Friday, 25 July 2014

BC right to raise posted speeds.

People don't leave home planning to crash yet on some highways only a few oddballs keep below the posted speed.  Since crashes are rare, posted speeds should be corrected to use the wisdom of highway planners (and the wisdom of drivers).  They advise posting the speed at which 85% of the drivers would choose to drive that road if there were no speed limit.  It's just as dangerous to have a slow driver in the fast lane as it is to have a speeding driver dodging in and out of lanes.  Roads are safer when speeds are similar for all the cars on them.   I drive below the posted speed on congested roads, when pedestrians are about, when the road is damp or icy, and when it is dark or the road is windy.  I drive above the posted speed when traffic is light, when there is a passing lane, when no people or creatures are walking near the road, whenever I can see clearly ahead more than the distance I need to brake to a complete stop. I like to get home safely but without wasting time.

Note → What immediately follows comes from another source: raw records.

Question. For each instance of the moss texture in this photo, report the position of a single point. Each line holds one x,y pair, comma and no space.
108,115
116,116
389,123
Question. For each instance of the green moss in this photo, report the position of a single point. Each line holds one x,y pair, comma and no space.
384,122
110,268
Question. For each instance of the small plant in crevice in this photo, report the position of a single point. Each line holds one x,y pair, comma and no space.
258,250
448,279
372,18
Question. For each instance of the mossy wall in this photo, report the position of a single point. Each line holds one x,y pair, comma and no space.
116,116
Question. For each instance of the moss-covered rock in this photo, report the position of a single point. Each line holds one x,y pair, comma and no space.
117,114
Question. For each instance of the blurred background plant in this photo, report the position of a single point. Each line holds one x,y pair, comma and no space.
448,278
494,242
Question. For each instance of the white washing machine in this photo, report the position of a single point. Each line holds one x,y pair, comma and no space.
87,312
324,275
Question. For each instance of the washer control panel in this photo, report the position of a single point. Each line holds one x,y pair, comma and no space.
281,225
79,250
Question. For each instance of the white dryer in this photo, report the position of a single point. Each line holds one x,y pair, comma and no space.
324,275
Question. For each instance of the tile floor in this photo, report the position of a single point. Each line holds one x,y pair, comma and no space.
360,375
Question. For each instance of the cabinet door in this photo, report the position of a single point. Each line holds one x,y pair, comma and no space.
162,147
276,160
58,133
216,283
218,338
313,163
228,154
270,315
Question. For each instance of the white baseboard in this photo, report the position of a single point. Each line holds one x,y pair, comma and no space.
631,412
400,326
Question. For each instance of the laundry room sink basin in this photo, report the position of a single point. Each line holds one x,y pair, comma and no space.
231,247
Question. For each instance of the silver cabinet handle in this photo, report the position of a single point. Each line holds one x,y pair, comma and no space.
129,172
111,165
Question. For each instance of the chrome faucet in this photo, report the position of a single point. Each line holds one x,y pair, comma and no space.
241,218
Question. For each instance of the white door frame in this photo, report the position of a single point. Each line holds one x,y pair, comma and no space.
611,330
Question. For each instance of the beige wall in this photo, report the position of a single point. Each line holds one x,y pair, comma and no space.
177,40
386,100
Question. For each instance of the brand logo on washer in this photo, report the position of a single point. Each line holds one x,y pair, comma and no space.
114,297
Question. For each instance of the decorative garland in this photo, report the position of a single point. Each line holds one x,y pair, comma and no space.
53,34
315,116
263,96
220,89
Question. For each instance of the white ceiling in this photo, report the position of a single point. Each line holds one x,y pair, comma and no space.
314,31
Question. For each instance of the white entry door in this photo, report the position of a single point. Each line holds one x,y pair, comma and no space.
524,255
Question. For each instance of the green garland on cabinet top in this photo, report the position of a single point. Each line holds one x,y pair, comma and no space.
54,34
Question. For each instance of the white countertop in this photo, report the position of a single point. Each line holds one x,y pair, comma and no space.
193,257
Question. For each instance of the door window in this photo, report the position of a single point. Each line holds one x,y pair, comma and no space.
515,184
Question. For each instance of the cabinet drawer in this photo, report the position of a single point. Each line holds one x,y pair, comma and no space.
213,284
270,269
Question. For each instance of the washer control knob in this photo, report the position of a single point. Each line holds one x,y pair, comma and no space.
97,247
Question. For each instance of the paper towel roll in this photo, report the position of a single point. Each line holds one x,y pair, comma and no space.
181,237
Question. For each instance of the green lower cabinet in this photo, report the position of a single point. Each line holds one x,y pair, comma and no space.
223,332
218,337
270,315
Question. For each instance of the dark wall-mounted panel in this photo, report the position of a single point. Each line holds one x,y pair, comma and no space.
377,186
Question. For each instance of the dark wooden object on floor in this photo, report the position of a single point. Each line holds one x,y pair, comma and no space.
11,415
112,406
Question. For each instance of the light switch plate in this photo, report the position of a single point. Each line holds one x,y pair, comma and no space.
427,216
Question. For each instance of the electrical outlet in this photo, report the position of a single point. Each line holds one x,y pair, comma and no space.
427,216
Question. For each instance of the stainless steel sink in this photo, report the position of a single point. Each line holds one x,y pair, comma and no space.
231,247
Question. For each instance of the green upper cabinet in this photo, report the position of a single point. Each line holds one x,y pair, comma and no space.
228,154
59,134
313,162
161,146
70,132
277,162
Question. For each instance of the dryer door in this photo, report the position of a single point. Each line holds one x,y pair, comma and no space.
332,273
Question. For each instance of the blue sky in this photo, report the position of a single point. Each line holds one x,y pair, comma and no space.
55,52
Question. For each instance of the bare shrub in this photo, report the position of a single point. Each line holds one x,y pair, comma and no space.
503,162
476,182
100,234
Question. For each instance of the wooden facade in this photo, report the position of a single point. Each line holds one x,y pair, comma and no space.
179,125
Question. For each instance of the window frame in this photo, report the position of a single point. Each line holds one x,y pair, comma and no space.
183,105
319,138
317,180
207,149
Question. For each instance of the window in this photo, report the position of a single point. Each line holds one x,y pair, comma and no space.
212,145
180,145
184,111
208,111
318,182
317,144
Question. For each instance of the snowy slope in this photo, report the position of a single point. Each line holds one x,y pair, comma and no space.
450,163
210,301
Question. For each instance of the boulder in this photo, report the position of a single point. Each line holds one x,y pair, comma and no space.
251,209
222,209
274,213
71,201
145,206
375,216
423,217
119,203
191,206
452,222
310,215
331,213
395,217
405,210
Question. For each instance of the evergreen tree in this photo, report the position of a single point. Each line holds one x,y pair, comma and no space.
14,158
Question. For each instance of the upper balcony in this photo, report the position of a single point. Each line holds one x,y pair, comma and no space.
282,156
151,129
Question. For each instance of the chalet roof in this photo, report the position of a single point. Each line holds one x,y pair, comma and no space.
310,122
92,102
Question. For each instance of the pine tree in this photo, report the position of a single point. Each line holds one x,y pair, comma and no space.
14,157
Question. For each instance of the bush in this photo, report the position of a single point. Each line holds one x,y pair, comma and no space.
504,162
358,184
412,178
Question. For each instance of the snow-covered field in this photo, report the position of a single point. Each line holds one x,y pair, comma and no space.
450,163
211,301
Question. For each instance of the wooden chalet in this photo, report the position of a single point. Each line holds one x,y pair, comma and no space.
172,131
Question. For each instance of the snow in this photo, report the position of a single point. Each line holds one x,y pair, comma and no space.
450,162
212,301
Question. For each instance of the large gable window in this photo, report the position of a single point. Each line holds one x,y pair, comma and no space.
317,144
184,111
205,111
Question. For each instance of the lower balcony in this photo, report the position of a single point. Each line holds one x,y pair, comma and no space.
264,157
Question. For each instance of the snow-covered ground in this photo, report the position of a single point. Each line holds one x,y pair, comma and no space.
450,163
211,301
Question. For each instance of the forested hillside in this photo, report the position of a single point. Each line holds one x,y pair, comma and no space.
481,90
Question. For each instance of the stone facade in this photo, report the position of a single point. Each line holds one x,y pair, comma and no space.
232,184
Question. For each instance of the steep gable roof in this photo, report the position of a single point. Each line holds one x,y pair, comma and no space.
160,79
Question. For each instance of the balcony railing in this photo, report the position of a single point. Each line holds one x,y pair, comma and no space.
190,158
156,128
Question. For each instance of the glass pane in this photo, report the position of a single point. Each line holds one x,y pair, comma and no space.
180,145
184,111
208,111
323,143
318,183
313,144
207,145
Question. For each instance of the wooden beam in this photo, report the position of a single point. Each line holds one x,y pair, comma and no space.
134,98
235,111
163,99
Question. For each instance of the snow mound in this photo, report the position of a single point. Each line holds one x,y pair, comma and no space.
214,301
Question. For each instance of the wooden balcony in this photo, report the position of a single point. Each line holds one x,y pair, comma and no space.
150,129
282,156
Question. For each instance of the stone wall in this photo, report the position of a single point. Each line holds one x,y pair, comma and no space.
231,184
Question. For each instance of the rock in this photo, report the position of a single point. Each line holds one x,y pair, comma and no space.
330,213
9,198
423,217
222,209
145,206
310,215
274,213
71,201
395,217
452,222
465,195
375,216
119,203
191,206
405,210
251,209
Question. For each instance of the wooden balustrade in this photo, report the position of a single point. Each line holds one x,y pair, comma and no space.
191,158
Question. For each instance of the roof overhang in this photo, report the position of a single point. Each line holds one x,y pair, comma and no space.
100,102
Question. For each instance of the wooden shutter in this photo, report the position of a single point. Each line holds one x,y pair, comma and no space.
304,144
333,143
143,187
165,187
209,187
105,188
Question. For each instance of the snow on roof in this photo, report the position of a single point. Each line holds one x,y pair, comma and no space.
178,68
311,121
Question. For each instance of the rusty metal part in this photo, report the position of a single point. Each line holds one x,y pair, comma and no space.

So, congratulations, BC, on adjusting some speeds upwards.

Politicians are faced with interest groups who like slow speeds which drivers generally disregard because they use their own judgement about what's safe. (Really, what chance does a child have of avoiding injury when run over by a car at 10 kmph compared to being run over at 30 or 50?)
A lot of revenue is created from speeding tickets.  One Missouri town of 50 people has a police force (full and part-time) of 8 and generates most of the municipal budget from speed traps.
Remember when OPEC held the world hostage briefly and speed limits across North America were mandated lower to save fuel.  (Possibly 1% was saved).  That's another reason most speed limits are lower than they should be.

Posted speeds are helpful to assess road conditions ahead that a driver may not know about.  Making them absolute criminalizes the population that wants to use its own judgement to drive safely.  Making them absolute degrades the individual and exalts the state.

 Road signs should be a source of useful information.

Summarized from Alex Mayasi's interesting and longer article at Priceonomics.